Scrapers for comparative water law judicial decisions across Brazil, Canada, and the Netherlands (2016-2026)
Project description
Water Law Judicial Decisions Dataset
A collection of scrapers for building a comparative dataset of water law judicial decisions across Brazil (27 state courts), Canada (federal + provincial courts via CanLII), and the Netherlands (Raad van State + CBb via Rechtspraak.nl).
Scope: 2016–2026 | Cases collected: 8,368 Brazilian decisions (8 courts) + Netherlands
Repository Structure
water-law-dataset/
├── scrapers/
│ ├── brazil/ # One scraper per accessible TJ court
│ │ ├── tjac_scraper.py (TJAC – Acre, ESAJ POST)
│ │ ├── tjdft_scraper.py (TJDFT – Brasília, Elasticsearch REST)
│ │ ├── tjpi_scraper.py (TJPI – Piauí, Rails GET)
│ │ ├── tjrj_scraper.py (TJRJ – Rio de Janeiro, ASP.NET WebForms)
│ │ ├── tjrr_scraper.py (TJRR – Roraima, ESAJ POST)
│ │ ├── tjsc_scraper.py (TJSC – Santa Catarina, ESAJ AJAX)
│ │ └── tjto_scraper.py (TJTO – Tocantins, PHP+Solr GET)
│ ├── canada/
│ │ └── canlii_scraper.py (CanLII REST API — requires free API key)
│ └── netherlands/
│ └── rechtspraak_scraper.py (Rechtspraak Open Data — no auth)
├── utils/
│ ├── merge_national.py # Merges per-court JSON files into national CSV/XLSX
│ └── make_progress_charts.py
├── data/ # Output directory (gitignored — add your JSON/CSV here)
├── .env.example
├── requirements.txt
└── README.md
Quick Start
1. Clone and configure
git clone https://github.com/YOUR_USERNAME/water-law-dataset.git
cd water-law-dataset
cp .env.example .env
# Edit .env and set OUTPUT_DIR and any API keys you need
2. Run a scraper
All scrapers use only the Python standard library (Python 3.8+). No pip install needed for scraping.
# Set output directory (or edit .env)
export OUTPUT_DIR=./data # Linux/Mac
set OUTPUT_DIR=.\data # Windows
# Run any scraper
python scrapers/brazil/tjsc_scraper.py
python scrapers/brazil/tjdft_scraper.py
python scrapers/netherlands/rechtspraak_scraper.py
Output is written to $OUTPUT_DIR/<court>_cases_2016_2026.json.

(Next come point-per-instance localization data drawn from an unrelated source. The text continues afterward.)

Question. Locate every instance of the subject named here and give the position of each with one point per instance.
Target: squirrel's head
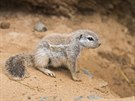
(88, 39)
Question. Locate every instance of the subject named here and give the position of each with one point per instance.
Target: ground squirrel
(53, 50)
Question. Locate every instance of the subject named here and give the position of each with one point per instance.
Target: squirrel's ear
(80, 36)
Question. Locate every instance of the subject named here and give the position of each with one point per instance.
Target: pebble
(40, 27)
(85, 71)
(4, 25)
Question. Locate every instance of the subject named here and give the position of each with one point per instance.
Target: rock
(4, 25)
(40, 27)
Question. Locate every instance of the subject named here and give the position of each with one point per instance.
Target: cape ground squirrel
(53, 50)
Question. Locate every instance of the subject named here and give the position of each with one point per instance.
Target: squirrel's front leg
(73, 69)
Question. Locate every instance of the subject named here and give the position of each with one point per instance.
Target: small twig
(33, 88)
(124, 75)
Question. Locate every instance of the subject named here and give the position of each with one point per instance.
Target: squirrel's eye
(90, 38)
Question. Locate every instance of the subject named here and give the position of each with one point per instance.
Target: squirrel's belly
(58, 59)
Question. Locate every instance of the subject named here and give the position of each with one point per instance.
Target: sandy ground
(113, 62)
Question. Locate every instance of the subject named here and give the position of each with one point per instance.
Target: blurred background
(113, 20)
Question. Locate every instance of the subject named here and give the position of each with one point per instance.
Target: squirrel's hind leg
(47, 72)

3. CanLII (Canada) — requires API key
# Register free at https://developer.canlii.org/
export CANLII_API_KEY=your_key_here
python scrapers/canada/canlii_scraper.py
4. Merge into national dataset
pip install pandas openpyxl # only needed for merge + charts
export DATA_DIR=./data
python utils/merge_national.py
python utils/make_progress_charts.py
Brazilian Courts — Access Status
| UF | Court | Cases | Method | Status |
|---|---|---|---|---|
| SP | TJSP | 574 | ESAJ POST | ✅ Done |
| SC | TJSC | 1,224 | ESAJ AJAX | ✅ Done |
| RR | TJRR | 21 | ESAJ POST | ✅ Done |
| AC | TJAC | 33 | ESAJ POST | ✅ Done |
| PI | TJPI | 15 | Rails GET | ✅ Done |
| TO | TJTO | 17 | PHP+Solr GET | ✅ Done |
| DF | TJDFT | 5,265 | Elasticsearch REST | ✅ Done |
| RJ | TJRJ | 1,219 | ASP.NET WebForms | ✅ Done |
| MG | TJMG | — | DWR + CAPTCHA | ❌ Blocked |
| BA | TJBA | — | GraphQL (server 500) | ❌ Blocked |
| PR | TJPR | — | Full-text too broad (334K results) | ❌ Blocked |
| CE | TJCE | — | ESAJ TLS error | ❌ Blocked |
| SE | TJSE | — | JSF + Turnstile CAPTCHA | ❌ Blocked |
| ES | TJES | — | JSF + Turnstile CAPTCHA | ❌ Blocked |
| AM | TJAM | — | CAS SSO required | ❌ Blocked |
| GO | TJGO | — | React SPA, no public API | ❌ Blocked |
| RO | TJRO | — | Angular SPA, no public API | ❌ Blocked |
| MT | TJMT | — | SPA, requires JS | ❌ Blocked |
| MS | TJMS | — | ESAJ timeout | ❌ Blocked |
| RS | TJRS | — | DNS/timeout | ❌ Blocked |
| PB | TJPB | — | Cloudflare 520 | ❌ Blocked |
| AP | TJAP | — | HTTP 403 | ❌ Blocked |
| RN | TJRN | — | HTTP 403 | ❌ Blocked |
| PE | TJPE | — | Timeout/DNS | ❌ Blocked |
| PA | TJPA | — | Timeout/DNS | ❌ Blocked |
| AL | TJAL | — | Timeout/DNS | ❌ Blocked |
| MA | TJMA | — | No jurisprudência endpoint | ❌ Blocked |
Total collected: 8,368 cases from 8 courts (TJSP + TJSC + TJDFT + TJRJ + TJRR + TJAC + TJPI + TJTO)
Search Queries Used
Primary: água abastecimento fornecimento saneamento
Secondary: corte suspensão fornecimento água
Tertiary: proteção manancial recursos hídricos ambiental
Output JSON Schema
Each case record contains:
{
"tribunal": "TJSC",
"estado": "SC",
"num_processo": "0001234-56.2022.8.24.0001",
"data_julgamento": "2022-03-15",
"ano": 2022,
"classe": "Apelação Cível",
"camara_orgao": "1ª Câmara de Direito Público",
"relator": "Des. João Silva",
"ementa": "DIREITO À ÁGUA. Fornecimento. ...",
"url": "https://..."
}
Legal Note
These scrapers query publicly accessible jurisprudência portals. All decisions are public court records. This dataset is intended for academic comparative law research.
License
MIT
Project details
Release history Release notifications | RSS feed
Download files
Download the file for your platform. If you're not sure which to choose, learn more about installing packages.
Source Distribution
Built Distribution
Filter files by name, interpreter, ABI, and platform.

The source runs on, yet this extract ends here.